HLS & NYLS Host Conference on New Business Models for Legal Education


Harvard and New York Law School host their third two-day conference beginning today on Future Ed: New Business Models for U.S. and Global Legal Education (program; speakers):

Got an idea about the future of U.S. legal education? Think it’s time to go clinical? Or global? Or virtual? Should law be combined with other fields of study at the graduate or undergraduate level?
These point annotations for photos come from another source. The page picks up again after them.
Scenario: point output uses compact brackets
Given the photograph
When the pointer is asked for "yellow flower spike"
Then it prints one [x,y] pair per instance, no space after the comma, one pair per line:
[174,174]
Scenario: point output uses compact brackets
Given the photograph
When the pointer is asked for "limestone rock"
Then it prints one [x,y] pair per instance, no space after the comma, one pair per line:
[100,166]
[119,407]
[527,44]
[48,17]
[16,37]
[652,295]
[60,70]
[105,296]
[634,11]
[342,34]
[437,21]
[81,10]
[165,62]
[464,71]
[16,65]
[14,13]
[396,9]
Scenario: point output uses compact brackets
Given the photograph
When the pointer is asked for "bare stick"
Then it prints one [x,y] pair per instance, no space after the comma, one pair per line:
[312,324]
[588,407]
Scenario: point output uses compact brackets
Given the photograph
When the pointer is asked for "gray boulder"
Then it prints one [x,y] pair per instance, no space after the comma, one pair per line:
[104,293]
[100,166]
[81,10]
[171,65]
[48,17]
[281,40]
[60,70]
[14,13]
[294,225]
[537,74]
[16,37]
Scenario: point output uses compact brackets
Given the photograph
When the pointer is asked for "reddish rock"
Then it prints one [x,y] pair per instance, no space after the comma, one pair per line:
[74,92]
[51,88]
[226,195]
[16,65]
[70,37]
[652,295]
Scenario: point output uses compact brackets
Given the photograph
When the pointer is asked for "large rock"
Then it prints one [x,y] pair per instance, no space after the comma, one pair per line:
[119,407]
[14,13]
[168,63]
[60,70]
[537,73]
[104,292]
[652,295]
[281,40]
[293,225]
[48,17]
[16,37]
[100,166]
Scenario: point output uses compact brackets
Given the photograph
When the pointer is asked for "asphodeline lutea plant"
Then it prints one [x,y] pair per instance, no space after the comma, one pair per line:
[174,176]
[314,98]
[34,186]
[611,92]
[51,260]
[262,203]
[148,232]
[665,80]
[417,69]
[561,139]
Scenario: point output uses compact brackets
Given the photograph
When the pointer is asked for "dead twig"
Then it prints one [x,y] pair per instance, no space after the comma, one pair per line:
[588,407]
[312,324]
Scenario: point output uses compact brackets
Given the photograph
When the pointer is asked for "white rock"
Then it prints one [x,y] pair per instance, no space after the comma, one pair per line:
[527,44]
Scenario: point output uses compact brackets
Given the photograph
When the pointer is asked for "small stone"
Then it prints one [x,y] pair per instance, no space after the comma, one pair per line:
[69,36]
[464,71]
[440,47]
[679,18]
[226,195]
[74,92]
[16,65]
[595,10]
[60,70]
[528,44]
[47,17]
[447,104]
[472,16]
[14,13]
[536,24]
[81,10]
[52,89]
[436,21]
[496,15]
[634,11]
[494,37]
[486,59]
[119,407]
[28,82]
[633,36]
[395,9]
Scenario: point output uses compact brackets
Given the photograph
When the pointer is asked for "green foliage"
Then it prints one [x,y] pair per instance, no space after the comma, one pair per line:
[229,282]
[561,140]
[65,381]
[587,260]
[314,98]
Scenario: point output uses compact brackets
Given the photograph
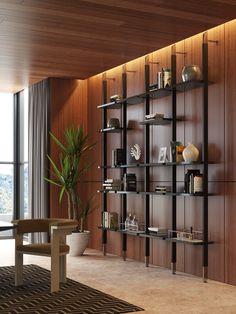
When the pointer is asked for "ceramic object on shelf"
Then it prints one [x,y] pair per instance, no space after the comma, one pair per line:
[190,153]
[191,72]
[113,123]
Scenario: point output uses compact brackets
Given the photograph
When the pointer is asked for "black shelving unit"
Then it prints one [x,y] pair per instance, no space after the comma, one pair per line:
[152,92]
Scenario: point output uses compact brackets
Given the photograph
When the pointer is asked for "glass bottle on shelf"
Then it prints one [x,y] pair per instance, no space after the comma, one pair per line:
[135,224]
[128,222]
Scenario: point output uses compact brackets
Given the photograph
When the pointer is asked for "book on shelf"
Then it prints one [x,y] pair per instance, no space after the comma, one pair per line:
[112,184]
[118,157]
[110,220]
[130,182]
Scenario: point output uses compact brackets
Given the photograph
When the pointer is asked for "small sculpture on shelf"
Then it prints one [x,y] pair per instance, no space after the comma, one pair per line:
[186,235]
[116,98]
[113,123]
[191,73]
[190,153]
[136,152]
[176,151]
[131,223]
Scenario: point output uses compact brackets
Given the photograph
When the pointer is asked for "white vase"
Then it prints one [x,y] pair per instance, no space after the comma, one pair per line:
[190,153]
[78,241]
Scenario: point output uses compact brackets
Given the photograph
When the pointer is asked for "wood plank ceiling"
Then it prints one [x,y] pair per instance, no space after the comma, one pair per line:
[80,38]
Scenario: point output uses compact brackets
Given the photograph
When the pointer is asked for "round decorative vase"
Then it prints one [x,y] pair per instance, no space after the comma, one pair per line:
[191,73]
[77,242]
[190,153]
[113,123]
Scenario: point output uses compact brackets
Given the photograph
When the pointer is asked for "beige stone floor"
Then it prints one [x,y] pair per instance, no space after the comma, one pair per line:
[152,288]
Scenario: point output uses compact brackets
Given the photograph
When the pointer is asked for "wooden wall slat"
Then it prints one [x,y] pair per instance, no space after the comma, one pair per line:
[222,95]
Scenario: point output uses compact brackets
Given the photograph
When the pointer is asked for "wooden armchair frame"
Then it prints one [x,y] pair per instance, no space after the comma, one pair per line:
[56,248]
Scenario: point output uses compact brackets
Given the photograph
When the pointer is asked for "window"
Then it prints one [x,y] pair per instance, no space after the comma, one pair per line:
[13,157]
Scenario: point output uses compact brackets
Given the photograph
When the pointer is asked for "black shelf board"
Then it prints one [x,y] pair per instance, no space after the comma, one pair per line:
[186,86]
[190,242]
[171,194]
[155,236]
[133,233]
[157,164]
[108,229]
[110,105]
[156,93]
[118,192]
[136,99]
[111,130]
[154,193]
[157,121]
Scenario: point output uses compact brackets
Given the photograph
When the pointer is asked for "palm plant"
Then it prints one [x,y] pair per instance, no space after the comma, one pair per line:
[67,175]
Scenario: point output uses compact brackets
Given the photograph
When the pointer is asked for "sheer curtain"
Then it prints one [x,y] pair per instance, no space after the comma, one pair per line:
[39,98]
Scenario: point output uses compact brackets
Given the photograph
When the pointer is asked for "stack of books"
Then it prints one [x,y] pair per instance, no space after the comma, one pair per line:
[129,182]
[153,116]
[118,157]
[112,184]
[163,189]
[159,231]
[110,220]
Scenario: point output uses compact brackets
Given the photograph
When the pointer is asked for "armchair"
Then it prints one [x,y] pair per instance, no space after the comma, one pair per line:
[57,248]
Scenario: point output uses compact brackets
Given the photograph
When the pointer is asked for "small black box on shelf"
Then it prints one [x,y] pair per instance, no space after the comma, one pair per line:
[118,157]
[130,183]
[189,180]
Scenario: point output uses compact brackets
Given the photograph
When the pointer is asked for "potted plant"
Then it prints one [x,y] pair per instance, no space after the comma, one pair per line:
[66,176]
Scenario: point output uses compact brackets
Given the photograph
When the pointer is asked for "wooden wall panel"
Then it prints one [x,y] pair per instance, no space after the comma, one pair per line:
[221,151]
[68,106]
[216,105]
[230,99]
[230,232]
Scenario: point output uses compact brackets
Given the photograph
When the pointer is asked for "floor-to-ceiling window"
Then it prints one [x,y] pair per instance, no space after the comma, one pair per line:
[13,158]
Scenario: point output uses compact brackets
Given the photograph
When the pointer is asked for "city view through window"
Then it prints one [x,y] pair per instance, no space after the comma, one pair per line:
[7,162]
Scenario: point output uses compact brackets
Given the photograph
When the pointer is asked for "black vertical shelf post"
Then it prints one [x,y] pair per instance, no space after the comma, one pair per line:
[124,146]
[173,83]
[104,159]
[205,155]
[147,161]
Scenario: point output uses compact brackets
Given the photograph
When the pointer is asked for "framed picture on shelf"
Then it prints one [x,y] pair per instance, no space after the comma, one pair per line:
[162,157]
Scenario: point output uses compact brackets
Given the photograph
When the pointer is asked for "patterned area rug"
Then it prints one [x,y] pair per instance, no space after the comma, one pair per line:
[34,295]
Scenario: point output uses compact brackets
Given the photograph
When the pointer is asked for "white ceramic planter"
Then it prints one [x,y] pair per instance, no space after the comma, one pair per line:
[78,241]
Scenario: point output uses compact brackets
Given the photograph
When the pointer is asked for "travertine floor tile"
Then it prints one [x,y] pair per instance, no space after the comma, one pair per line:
[154,289]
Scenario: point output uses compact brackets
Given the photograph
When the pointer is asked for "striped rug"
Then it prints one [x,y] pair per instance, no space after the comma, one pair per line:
[34,296]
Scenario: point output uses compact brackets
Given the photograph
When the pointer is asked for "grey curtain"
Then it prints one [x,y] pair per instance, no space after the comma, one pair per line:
[38,150]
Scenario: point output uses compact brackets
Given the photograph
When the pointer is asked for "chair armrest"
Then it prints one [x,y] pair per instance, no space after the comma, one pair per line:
[64,224]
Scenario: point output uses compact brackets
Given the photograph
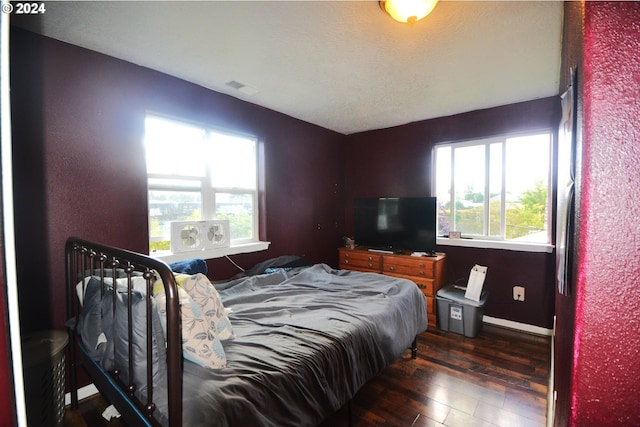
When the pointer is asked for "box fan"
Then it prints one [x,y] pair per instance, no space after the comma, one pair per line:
[189,236]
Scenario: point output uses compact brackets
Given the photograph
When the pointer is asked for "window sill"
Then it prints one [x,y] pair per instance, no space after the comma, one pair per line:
[169,257]
[496,244]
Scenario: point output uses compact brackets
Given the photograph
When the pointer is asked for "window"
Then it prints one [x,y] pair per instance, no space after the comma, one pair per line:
[495,188]
[195,173]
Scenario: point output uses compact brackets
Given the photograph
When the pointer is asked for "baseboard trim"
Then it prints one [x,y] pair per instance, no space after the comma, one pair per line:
[532,329]
[83,393]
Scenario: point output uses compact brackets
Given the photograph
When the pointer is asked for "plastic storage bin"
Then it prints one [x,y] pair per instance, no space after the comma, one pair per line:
[43,365]
[457,313]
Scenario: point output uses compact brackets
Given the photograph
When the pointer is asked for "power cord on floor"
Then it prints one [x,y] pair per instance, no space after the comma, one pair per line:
[234,263]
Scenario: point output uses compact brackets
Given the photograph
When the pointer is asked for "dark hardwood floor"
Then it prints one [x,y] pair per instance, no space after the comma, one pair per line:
[499,378]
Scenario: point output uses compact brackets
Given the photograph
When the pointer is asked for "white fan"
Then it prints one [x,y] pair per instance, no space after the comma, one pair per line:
[217,233]
[189,236]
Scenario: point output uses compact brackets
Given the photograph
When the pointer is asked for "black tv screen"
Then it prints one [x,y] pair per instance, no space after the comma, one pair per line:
[401,224]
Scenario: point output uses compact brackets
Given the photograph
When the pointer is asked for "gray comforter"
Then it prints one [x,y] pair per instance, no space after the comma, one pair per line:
[306,341]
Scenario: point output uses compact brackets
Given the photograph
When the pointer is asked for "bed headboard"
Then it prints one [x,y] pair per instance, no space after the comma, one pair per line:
[84,259]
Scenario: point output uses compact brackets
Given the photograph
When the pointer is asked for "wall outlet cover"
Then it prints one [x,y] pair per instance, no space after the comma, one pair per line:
[518,293]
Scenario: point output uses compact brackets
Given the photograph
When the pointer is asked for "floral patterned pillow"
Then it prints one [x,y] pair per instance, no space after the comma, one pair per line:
[202,291]
[199,344]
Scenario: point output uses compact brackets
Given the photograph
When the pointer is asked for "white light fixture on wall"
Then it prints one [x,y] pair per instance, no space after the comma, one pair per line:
[408,11]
There is no shortage of commentary about the challenges facing American law schools. Driven by the Carnegie Foundation’s highly critical 2007 report and the dramatic downturn in large firm associate hiring, law school deans and administrators are scrambling to predict the future and position themselves within a rapidly changing market. But what is the likely shape of the future market—or markets—for legal education? What are the most promising models for delivering education and training in those markets? And how do we get there from here?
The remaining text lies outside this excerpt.